TOEIC30問残しで何点くらい取れますか?

塗り絵込みの場合、正答率100%で780点、90%で670点、80%で650点、70%で540点、60%で490点が目安です。リスニングのスコアによって大きく変わるので、この記事のリスニング素点別テーブルも参考にしてください。

TOEIC30問残しで600点は取れますか?

取れます。リスニングで350点前後を確保し、解いた70問中47問正解(正答率約67%)できれば600点に届きます。塗り絵30問中8問正解も込みの計算です。

TOEIC30問残しで700点は取れますか?

条件が揃えば可能です。リスニングで400〜425点以上+解いた70問中54〜56問正解(正答率77〜80%)が必要です。塗り絵の8問正解も含めた計算です。

TOEIC30問残しで800点は取れますか?

かなり厳しいですが、リスニング475点(ほぼ満点)+解いた70問中61問正解(正答率87%)なら可能性はあります。

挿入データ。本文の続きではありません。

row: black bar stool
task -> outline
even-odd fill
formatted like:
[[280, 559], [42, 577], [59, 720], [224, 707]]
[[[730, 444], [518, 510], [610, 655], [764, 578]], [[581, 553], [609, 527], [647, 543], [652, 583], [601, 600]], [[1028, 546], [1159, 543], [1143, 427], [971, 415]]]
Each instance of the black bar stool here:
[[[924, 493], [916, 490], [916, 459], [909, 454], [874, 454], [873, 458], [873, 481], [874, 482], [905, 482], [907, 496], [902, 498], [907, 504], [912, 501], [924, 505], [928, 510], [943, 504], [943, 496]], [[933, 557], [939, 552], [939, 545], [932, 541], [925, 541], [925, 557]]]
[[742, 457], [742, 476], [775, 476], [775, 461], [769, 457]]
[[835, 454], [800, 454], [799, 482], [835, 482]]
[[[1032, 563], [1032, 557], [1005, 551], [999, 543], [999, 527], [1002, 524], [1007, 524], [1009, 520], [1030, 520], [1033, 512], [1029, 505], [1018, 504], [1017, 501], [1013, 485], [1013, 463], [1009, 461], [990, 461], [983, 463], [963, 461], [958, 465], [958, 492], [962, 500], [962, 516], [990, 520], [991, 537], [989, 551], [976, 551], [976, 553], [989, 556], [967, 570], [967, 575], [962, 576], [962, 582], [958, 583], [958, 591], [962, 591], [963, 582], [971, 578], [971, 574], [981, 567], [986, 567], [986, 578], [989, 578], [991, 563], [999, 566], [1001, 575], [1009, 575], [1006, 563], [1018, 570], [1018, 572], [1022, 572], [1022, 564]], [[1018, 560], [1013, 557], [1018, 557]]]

ただし両方を同時に達成する難易度は非常に高いので、まずは解ける問題数を増やすことを優先しましょう。

塗り絵はした方がいいですか?

絶対にしてください。30問塗り絵すれば約8問正解(+30〜50点)が見込めます。空欄のまま提出すると0点なので、塗り絵しない理由がありません。残り2分になったら必ず塗り絵に切り替えましょう。

30問残しを改善するにはどうすればいいですか?

Part5を速く正確に解けるようにすることが最優先です。Part5の時間を短縮すれば、その分Part7に使える時間が増えます。同時に語彙力・文法力の底上げも進めてください。正答率が上がれば解答スピードも自然と上がります。

まとめ

TOEIC30問残しでも、正答率次第で以下のスコアが狙えます。

正答率合計スコア(推定)
100%780点
90%670点
80%650点
70%540点
60%490点

※ 塗り絵30問中8問正解、L=R+50の仮定

 

30問残しでもスコアを左右するのは、「解いた問題の正答率」と「リスニングのスコア」です。

焦って解答スピードを上げようとするのではなく、まずは正答率を高めることに集中してください。

テン
僕も最初は35問残していました。でも正しい勉強法を続けた結果、リーディング480点まで伸ばせました。30問残しは通過点です。正答率を上げて、解ける問題を増やしていけば、スコアは必ず伸びます。ぜひ参考にしてください。